Well i was not sure where i could put this but guys, i need help. I have NO CLUE where i can remove my credit card information from my account. How do i do it?


----------



## Elvenleader3 (Jan 1, 2010)

*Re: Steam Payment Option*

When you are using Steam, go to the top right and click on your username. Then it brings you to your account info. Look on the right for a credit card and click delete.


----------



## wizard. (Jan 23, 2010)

*Re: Steam Payment Option*

oh thank god for that! Lol. my dad got super pissed because i charged KOTOR and CS:S on his card but i thought it was my card...>.<


----------



## Redeye3323 (Sep 20, 2009)

*Re: Steam Payment Option*

You have CSS :O

Will have to play you some-time.

But yh, I would say use Paypal next time. More secure and people won't have your credit card details if your steam account gets hacked...


----------



## Elvenleader3 (Jan 1, 2010)

*Re: Steam Payment Option*



Redeye3323 said:


> You have CSS :O
> 
> Will have to play you some-time.
> 
> But yh, I would say use Paypal next time. More secure and people won't have your credit card details if your steam account gets hacked...
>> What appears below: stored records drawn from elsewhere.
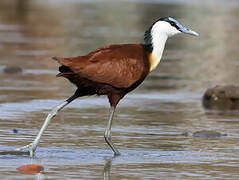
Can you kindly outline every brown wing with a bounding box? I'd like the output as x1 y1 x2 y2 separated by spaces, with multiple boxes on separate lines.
55 44 149 88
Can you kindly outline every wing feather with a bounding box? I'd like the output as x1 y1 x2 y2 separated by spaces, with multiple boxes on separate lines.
56 44 149 88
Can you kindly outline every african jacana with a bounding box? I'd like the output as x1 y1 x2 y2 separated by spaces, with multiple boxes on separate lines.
17 17 198 157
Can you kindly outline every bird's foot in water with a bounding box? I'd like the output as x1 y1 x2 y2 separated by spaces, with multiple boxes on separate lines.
16 142 36 157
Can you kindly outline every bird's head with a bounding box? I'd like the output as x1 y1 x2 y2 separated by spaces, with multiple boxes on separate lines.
144 17 199 51
152 17 199 37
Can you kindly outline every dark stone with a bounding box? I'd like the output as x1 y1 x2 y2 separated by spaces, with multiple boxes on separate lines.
13 129 18 133
3 66 22 74
203 85 239 109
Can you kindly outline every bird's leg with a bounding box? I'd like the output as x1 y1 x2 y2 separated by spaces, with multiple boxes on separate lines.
104 106 120 155
16 91 80 157
16 101 69 157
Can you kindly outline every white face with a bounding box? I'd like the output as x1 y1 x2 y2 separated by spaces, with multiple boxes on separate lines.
151 21 181 37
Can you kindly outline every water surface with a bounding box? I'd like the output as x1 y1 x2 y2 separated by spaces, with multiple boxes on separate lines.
1 0 239 179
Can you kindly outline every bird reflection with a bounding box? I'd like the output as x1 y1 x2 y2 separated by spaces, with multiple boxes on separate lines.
103 156 115 180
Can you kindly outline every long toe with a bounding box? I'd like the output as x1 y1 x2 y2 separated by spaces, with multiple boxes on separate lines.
15 144 29 151
16 143 36 157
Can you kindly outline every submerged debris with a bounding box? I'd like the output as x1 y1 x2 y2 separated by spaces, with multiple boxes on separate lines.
182 130 227 138
3 66 22 74
193 130 227 138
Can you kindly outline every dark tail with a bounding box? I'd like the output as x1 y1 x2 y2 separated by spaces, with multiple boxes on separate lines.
56 65 74 77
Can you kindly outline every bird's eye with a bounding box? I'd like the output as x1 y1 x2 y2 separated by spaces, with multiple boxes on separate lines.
170 22 175 26
169 22 180 30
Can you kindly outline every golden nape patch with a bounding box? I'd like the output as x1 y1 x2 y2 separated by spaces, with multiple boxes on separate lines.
148 53 162 72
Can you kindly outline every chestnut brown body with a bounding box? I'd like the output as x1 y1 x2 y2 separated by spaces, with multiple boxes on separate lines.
54 44 150 107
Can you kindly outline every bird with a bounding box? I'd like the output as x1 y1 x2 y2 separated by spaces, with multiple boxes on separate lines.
16 17 199 157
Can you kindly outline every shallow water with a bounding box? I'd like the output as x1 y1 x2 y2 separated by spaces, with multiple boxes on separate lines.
1 0 239 179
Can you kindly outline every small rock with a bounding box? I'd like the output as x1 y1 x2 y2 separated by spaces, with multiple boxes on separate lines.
3 66 22 74
203 85 239 109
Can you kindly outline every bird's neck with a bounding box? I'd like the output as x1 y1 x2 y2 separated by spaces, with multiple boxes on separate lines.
148 34 168 72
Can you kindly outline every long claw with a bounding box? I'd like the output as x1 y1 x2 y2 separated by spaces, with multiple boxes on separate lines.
16 143 30 151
It doesn't actually show your credit card number. Just the last 4 digits.


----------



## Redeye3323 (Sep 20, 2009)

But people can still order games via steam can't they?


----------



## Elvenleader3 (Jan 1, 2010)

Yeah but if you go to the credit card company you can block the credit card from being used for Steam. I can see how Paypal is easier, but not everyone has Paypal. Anyway, problem solved. Any further discussion can be continued somewhere else.


----------